Supreme Court to Consider Warrantless Arrestee Cellphone Searches
The U.S. Supreme Court has agreed to take up a new question involving the intersection of technological change and the Fourth Amendment’s prohibition of unreasonable searches and seizures by police and government agents. The high court has just agreed to hear two cases in which officers arrested people and then, without warrants, seized their cellphones and rooted around in them for evidence. Should that seizure have been allowed, or did officers violate the defendants’ Fourth Amendment rights?
One of the cases involved a state-level crime and the other a federal offense, but the court will consider both under the U.S. Constitution. The main difference, according to tech law observers, is that one case involved an old-fashioned flip phone containing minimal information, while the other involved a smartphone containing potentially many details of the user’s life.
In the first case, a San Diego man had been pulled over for a traffic violation when his smartphone was seized. Although they had no warrant, the officers went through the contents of the phone twice. There, they found evidence purporting to show the defendant was a gang member — and a picture of him at the site of a 2009 drive-by shooting the police had been investigating. Still without a warrant, the police traced back through his calls, finding more evidence allegedly pointing to the defendant as the drive-by shooter. No witnesses positively identified the defendant; he was apparently convicted in the shooting based solely on evidence found on his cellphone.

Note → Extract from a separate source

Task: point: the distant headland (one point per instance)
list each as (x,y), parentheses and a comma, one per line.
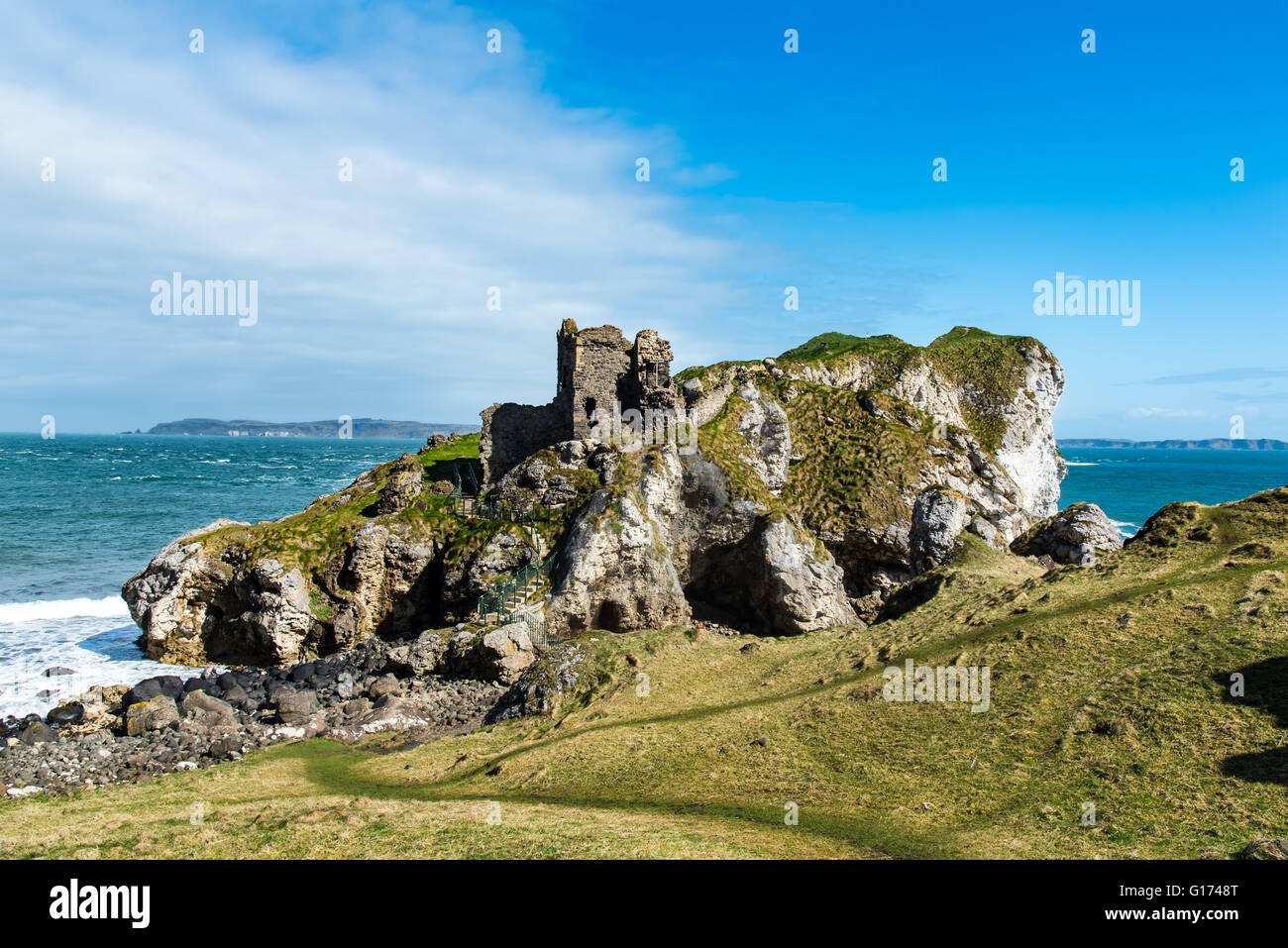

In the second, a man was arrested after allegedly being observed in a drug deal. Officers found crack cocaine in his car, along with two old-fashioned flip phones. Because he had the phones with him during a drug deal, the officers deemed the phones to be part of the drug sale. When one phone received calls from a number labeled “home,” the officers examined the phones without a warrant and used that information to find his residence. A search of his home turned up a gun and ammunition. The man was convicted of drug distribution charges and being a felon in possession of a firearm.
Should law enforcement feel free to grab and search the phone of anyone they arrest? Should it make a difference whether the cellphone is just a phone, or essentially a computer? The Supreme Court is expected to hear oral arguments in April.